Nach Angaben des Büros des Ministerpräsidenten wurde dieses Ziel dank der im Programm „Building Portugal“ festgelegten Maßnahmen zur Straffung des Verfahrens sowie einer engen Zusammenarbeit zwischen der Regierung, den Kommunen und dem Institut für Wohnungswesen und Stadterneuerung erreicht.
Zusätzlich zu diesen Bemühungen hat die Regierung angekündigt, dass 12.000 Wohneinheiten für erschwingliche Mieten gebaut werden sollen, sowie die in den Wohnungsstandortstrategien dargelegten Pläne umzusetzen, in denen portugiesische Gemeinden einen Bedarf von rund 133.000 neuen Wohnungen ermittelt haben.
Wettbewerbsfähige Modernisierung
Das Wirtschaftsministerium hat bekannt gegeben, dass es im Rahmen des Fonds des Aufbau- und Resilienzplans 2,32 Milliarden Euro von der Europäischen Union erhalten hat, was das Ministerium nicht nur als Investition, sondern als Bestätigung des Engagements Portugals für die gegenüber der Europäischen Kommission gemachten Zusagen hinsichtlich der Verwendung von EU-Mitteln bezeichnet.

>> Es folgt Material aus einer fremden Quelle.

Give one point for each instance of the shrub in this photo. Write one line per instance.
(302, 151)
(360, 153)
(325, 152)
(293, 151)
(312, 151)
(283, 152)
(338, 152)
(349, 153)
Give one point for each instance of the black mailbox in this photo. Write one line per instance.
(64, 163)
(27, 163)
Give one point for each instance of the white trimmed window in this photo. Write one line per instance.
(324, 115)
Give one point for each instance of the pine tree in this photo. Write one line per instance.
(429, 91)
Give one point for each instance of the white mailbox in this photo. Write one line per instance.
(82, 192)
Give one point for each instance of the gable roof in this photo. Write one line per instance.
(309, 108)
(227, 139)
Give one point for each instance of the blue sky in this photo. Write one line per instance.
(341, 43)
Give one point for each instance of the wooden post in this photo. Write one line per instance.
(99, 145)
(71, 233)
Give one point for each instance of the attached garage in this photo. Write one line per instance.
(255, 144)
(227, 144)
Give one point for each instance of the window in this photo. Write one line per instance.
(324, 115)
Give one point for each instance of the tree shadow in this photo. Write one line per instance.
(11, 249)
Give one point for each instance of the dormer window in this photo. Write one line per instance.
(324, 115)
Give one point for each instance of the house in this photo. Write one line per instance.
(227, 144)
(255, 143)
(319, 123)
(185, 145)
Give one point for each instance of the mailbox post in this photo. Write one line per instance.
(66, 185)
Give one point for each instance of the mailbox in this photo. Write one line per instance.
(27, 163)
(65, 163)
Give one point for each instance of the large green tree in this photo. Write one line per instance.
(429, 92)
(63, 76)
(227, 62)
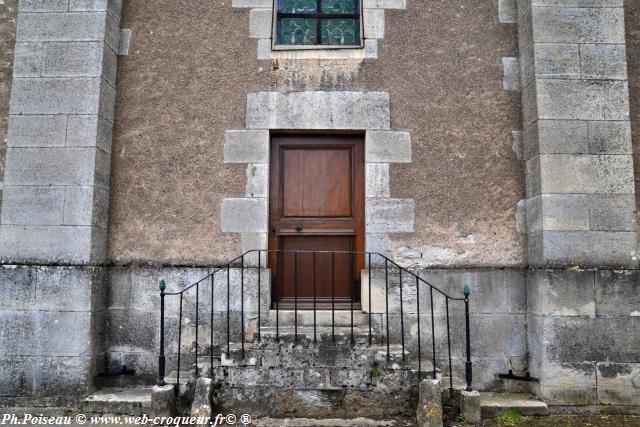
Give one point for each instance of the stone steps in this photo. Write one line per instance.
(117, 400)
(494, 404)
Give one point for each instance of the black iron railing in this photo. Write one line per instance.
(374, 262)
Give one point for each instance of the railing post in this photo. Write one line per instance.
(161, 359)
(469, 367)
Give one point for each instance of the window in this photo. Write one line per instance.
(330, 23)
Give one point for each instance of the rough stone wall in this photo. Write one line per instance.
(8, 13)
(52, 335)
(582, 334)
(632, 21)
(185, 82)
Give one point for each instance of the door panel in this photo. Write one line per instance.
(316, 204)
(317, 182)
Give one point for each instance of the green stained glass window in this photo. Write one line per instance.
(339, 6)
(340, 32)
(318, 22)
(297, 31)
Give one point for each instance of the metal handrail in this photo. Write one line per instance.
(387, 262)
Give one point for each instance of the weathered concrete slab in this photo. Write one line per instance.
(495, 404)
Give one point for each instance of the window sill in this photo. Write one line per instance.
(267, 51)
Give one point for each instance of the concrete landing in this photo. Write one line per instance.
(494, 404)
(130, 401)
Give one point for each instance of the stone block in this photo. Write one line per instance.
(594, 339)
(18, 287)
(511, 73)
(561, 293)
(55, 96)
(81, 26)
(37, 131)
(578, 3)
(43, 244)
(609, 137)
(517, 142)
(618, 293)
(378, 243)
(529, 104)
(470, 406)
(562, 137)
(373, 23)
(558, 212)
(125, 42)
(385, 215)
(377, 180)
(64, 376)
(260, 23)
(582, 99)
(246, 146)
(251, 242)
(568, 384)
(388, 147)
(43, 5)
(51, 166)
(112, 7)
(318, 110)
(606, 174)
(598, 249)
(507, 11)
(119, 284)
(257, 180)
(532, 176)
(32, 205)
(89, 131)
(527, 67)
(68, 289)
(86, 206)
(27, 59)
(163, 399)
(578, 25)
(252, 3)
(612, 212)
(385, 4)
(202, 400)
(60, 333)
(429, 412)
(17, 373)
(244, 215)
(557, 60)
(603, 61)
(618, 383)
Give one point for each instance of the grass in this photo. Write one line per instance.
(512, 417)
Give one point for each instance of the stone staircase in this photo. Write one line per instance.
(330, 377)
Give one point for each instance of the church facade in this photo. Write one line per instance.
(487, 144)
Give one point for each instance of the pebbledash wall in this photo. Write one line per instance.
(499, 146)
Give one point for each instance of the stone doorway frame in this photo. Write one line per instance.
(318, 111)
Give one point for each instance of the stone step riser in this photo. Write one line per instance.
(376, 402)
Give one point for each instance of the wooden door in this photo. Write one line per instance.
(316, 204)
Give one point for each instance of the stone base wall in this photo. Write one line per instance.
(575, 330)
(583, 336)
(52, 333)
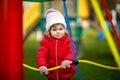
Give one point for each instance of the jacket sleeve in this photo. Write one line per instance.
(42, 54)
(69, 50)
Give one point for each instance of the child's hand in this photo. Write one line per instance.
(43, 70)
(65, 64)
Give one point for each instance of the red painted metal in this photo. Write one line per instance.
(11, 40)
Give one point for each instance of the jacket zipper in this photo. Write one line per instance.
(56, 59)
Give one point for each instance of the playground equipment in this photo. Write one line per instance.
(11, 53)
(83, 11)
(31, 17)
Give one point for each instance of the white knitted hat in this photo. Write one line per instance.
(53, 17)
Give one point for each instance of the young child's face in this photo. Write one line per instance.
(57, 31)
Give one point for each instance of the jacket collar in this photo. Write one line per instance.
(52, 38)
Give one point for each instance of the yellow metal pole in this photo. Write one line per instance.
(108, 36)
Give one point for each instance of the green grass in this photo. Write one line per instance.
(93, 50)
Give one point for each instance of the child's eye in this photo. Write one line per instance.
(53, 29)
(61, 29)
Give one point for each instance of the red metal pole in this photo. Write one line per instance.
(11, 40)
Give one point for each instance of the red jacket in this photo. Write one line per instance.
(52, 52)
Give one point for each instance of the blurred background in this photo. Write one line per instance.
(86, 31)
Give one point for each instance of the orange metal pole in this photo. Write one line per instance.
(11, 42)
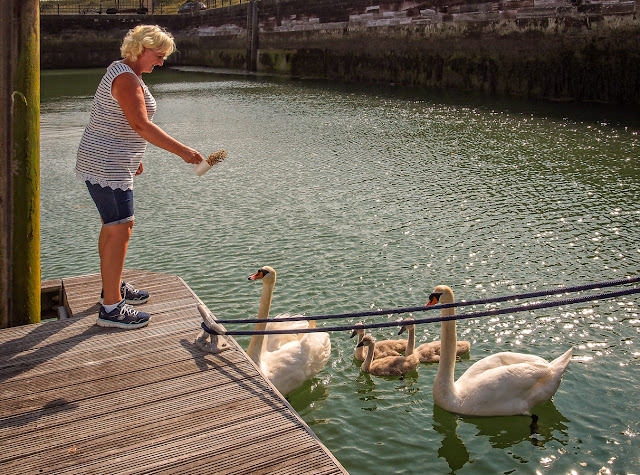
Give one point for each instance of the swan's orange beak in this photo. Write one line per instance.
(433, 299)
(257, 275)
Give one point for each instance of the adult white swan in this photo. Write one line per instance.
(287, 362)
(502, 384)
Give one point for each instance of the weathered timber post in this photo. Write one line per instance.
(252, 35)
(20, 163)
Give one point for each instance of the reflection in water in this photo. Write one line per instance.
(501, 432)
(309, 396)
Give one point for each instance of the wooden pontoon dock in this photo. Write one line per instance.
(78, 398)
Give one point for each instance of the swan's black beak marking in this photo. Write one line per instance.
(434, 298)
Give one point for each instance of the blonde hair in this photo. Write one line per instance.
(146, 36)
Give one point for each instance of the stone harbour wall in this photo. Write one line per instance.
(575, 50)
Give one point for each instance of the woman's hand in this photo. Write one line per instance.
(191, 155)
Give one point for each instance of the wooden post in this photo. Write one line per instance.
(252, 35)
(19, 163)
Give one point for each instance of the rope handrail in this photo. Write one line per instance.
(486, 313)
(423, 308)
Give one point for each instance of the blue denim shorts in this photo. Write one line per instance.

Das Ministerium ging in seiner Ankündigung auf den Aufbau- und Resilienzplan ein, der sich nun, wie es heißt, in seiner entscheidenden Phase befindet. Ziel ist es, ihn unter Einhaltung aller Fristen zum Abschluss zu bringen und das übergeordnete Ziel zu erreichen, nämlich die Modernisierung der Wettbewerbsfähigkeit und des Zusammenhalts Portugals.